Senate and House with little debate – eerily echoing the Supreme Court's pronouncement on “the

temper of the times” surrounding the Civil War. The single vote against the Act in the Senate was

Senator Russ Feingold, who rightly raised many concerns about the individual provisions of the act. He

listed the civil rights abuses of our history; the ones above, as well as the internment camps of World

War Two and the Alien and Sedition Acts. Feingold quoted a lawyer on the defense team of a wrongly

imprisoned man named Albader Al-Hazmi, “It's how we treat people in difficult times like these that is

the true test of the democracy and civil liberties that we brag so much about throughout the world.” Al-

Hazmi had been arrested because his name bore similarities to two of the hijackers, and he had

attempted to book a plane flight to a medical conference (which he was attending as a radiologist). the

temper of time times did not allow the calmness in deliberation and discussion so necessary to a correct

conclusion of a purely question. Many of the provisions of the Patriot Act had been proposed before

September 11th, and had been voted against due to concerns about civil liberties. Quoting the Supreme

Court's statement (seen earlier) on the role of law both in peace and wartime, Feingold begged the

Senate not to give those powers to the government due to fear after September 11th. A few amendments

proposed were voted down, lead by the party leaderships of both party, who stated that it was

imperative to sign the bill into law by the end of the week lest another attack follow on the first attack's

heels. Feingold was worried as well by the expansion of the NSA's expanded monitoring capabilities,

which allowed it to monitor any person as long as they state that intelligence is a “significant purpose”

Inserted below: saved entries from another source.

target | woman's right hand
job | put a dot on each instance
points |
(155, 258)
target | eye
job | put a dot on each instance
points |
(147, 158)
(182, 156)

of the investigation – and little proof is required to back up that statement. After the passage of the Act,

many of Feingold's fears started to become truth. By the time the first sunset provisions threatened to

expire, many senators had turned against the same bill that they had voted into law, stating that they
had not actually read the bill before voting for it. At the same time, military detention in Guantanamo

Bay has also come under international criticism for thousands of detentions without review under the

blanket statement 'national security.' Recently, the Supreme Court has challenged the military tribunal

which President Bush ordered the detainees to undergo, and ordered all detainees to come to a trial by

jury. Also, the government has adopted a policy of racial profiling, which targets one race as being

likely terrorists – despite the fact that other groups, such as the fanatical Christians who bomb abortion

clinics, are also able to be terrorists.

The errors examined above are proof that the controversy surrounding civil liberties and their

limits will continue until the day we lose them all. It is extraordinarily appealing to empower our

government to keep us safe, but when the government uses that power for its own purpose, we lose our

safety. As Shakespeare wrote, “Virtue itself turns vice, being misapplied.” The solution is an active

public discussion to examine each individual proposal. We can only hope that we will not willingly

give up our right to public discussion before we realize our errors.